Limitations of this study include its small study size, which may not have been sufficiently powered to detect differences between some subgroups. We were not able to perform baseline serologic testing prior to vaccination. Some subjects with positive SARS‐CoV‐2 IgG were missing RBD‐ACE2 blocking Ab data points due to a brief lapse in the availability of this assay. Due to subject and laboratory test scheduling, only a subset of our subjects was tested at both timepoints.

It remains unclear which of the parameters tested in this study represents a reliable correlate of immunity; identification of such a marker requires pairing of serial measurements of humoral and cell‐mediated responses with longer‐term clinical outcomes data. Until such an immune correlate is identified, pSOTR should continue risk mitigation measures such as masking and social distancing.

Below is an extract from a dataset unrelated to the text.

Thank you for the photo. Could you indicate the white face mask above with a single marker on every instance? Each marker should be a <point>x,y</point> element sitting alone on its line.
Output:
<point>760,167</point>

We believe this study contributes to the limited existing data regarding immune responses to SARS‐CoV‐2 vaccines in pSOTR, by providing a more complete examination of immune response in this population, and by generating pSOTR‐specific data supporting the benefit of a three‐dose primary series of mRNA vaccines. Future directions include determining the durability of immune response in these subjects, further characterizing responses of pSOTR between 6mo and 11 years via larger study samples, and assessing the frequency of breakthrough infection and risk factors for breakthrough disease. Additional measurements of phenotypic and functional lymphocyte markers, coupled with clinical outcomes data, could also aid in identifying correlates of immunity. Larger prospective cohorts of pSOTR are required to assess the immunogenicity of SARS‐CoV‐2 vaccine in the first year post‐SOT, as well as the immunogenicity of booster doses.

DISCLOSURE

The authors of this manuscript have no conflicts of interest to disclose as described by the American Journal of Transplantation.